1) Na początku warto zmyć lakier jeśli mamy go na paznokciach, aby im też umożliwić kontakt ze składnikami odżywczymi.
2) Następnie wykonuję klasyczny manicure.
3) Kolejnym krokiem jest delikatne złuszczenie martwego naskórka przy pomocy jakiegoś ładnie pachnącego peelingu do dłoni - od tej pory zaczynają się cudowne zapachy ;).
4) Teraz czas na masaż z użyciem oliwki z dodatkiem ulubionego olejku eterycznego :). Masaż może być taki klasyczny, a jeśli osoba wykonująca zabieg ma już doświadczenie dodaje elementy na przykład masaży orientalnych.

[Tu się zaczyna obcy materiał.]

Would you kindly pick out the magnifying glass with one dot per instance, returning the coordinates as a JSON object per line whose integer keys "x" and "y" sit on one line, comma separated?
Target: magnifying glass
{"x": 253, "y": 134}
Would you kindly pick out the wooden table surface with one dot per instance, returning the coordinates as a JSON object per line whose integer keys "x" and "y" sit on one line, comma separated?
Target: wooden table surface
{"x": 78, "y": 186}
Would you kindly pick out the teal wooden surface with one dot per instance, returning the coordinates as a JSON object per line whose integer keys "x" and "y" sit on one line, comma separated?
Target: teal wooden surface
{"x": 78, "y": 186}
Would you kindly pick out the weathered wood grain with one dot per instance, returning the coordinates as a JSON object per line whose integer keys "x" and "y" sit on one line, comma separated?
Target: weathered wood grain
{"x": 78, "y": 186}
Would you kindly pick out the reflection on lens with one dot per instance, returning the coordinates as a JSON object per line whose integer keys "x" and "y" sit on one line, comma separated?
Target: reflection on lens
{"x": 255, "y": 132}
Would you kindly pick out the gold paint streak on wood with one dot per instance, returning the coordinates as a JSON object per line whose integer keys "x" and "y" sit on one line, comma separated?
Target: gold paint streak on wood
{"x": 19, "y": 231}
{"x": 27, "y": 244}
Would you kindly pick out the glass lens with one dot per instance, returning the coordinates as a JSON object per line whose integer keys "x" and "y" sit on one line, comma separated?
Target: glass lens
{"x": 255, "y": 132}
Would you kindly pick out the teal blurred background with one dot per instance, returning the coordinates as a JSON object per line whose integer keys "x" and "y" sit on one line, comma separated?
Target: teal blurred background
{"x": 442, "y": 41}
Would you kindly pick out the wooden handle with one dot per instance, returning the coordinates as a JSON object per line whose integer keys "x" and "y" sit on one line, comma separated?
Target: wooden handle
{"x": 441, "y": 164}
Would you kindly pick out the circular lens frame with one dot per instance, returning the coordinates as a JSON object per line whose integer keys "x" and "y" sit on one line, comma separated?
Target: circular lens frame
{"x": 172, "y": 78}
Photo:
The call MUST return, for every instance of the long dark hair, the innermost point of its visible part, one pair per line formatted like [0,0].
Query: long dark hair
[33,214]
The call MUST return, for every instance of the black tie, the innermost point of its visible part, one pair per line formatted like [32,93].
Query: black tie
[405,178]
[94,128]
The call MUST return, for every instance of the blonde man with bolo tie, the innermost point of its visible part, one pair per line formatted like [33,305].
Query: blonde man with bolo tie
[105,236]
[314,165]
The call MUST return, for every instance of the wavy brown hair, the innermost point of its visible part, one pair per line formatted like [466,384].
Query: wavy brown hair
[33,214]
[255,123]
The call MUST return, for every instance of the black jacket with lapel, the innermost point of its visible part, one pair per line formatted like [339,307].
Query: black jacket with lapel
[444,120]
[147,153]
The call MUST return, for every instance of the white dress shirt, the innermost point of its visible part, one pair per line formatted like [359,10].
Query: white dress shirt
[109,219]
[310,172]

5) Następnie przystępujemy do nałożenia specjalnej maski pod parafinę do dłoni. Zazwyczaj jest to maska tłusta, gęsta, nakładam na dłonie dość grubą warstwę i nie wmasowuję jej. Tych kilka szczegółów jest bardzo ważnych, aby skóra dłoni była zabezpieczona przed dość gorącą temperaturą parafiny.
6) I teraz część najważniejsza - włożenie po kolei dłoni do parafiniarki z rozpuszczoną parafiną i zanurzanie tak, aby pokryła ona całe dłonie. Parafina zastyga na nich jak wosk :).
7) Następnie nakładam na nie foliowe woreczki oraz rękawice frotte, aby utrzymały ciepło i pozostawiam je. Taka relaksująca chwila trwa około 15-20 minut.
8) Po tym czasie ściągam rękawice i parafinę razem z woreczkami. Maskę, która się jeszcze nie wchłonęła wmasowuję w skórę.
Efekt: skóra jest mięciutka, gładka, odmłodzona, odżywiona i nawilżona, delikatnie rozjaśniona, pachnąca, dłonie są rozgrzane. Powiem Wam szczerze, że nie miałam jeszcze klientki, która nie byłaby zachwycona efektami :) Stan taki utrzymuje się w zależności od tego jaka była kondycja dłoni przed zabiegiem i jaki tryb życia prowadzimy. Czasami efekt utrzymuje się kilka dni, a nawet ponad tydzień :).
Jak już wspominałam parafinę możemy również nałożyć na stopy. Zabieg wykonuje się podobnie, jednak stóp nie wkłada się do parafiniarki, a parafinę nakładam specjalnym pędzelkiem.
Istnieje kilka przeciwwskazań do parafinowania takie jak występujące reakcje alergiczne, otwarte rany czy oparzenia.
Pomimo upalnego lata gorąco zachęcam do skorzystania z tego regenerującego, relaksującego i pełnego pięknych zapachów zabiegu na dłonie. W tej chwili jeszcze lepszy może okazać się na stopy, które podczas tej pory roku tak chętnie odsłaniamy :).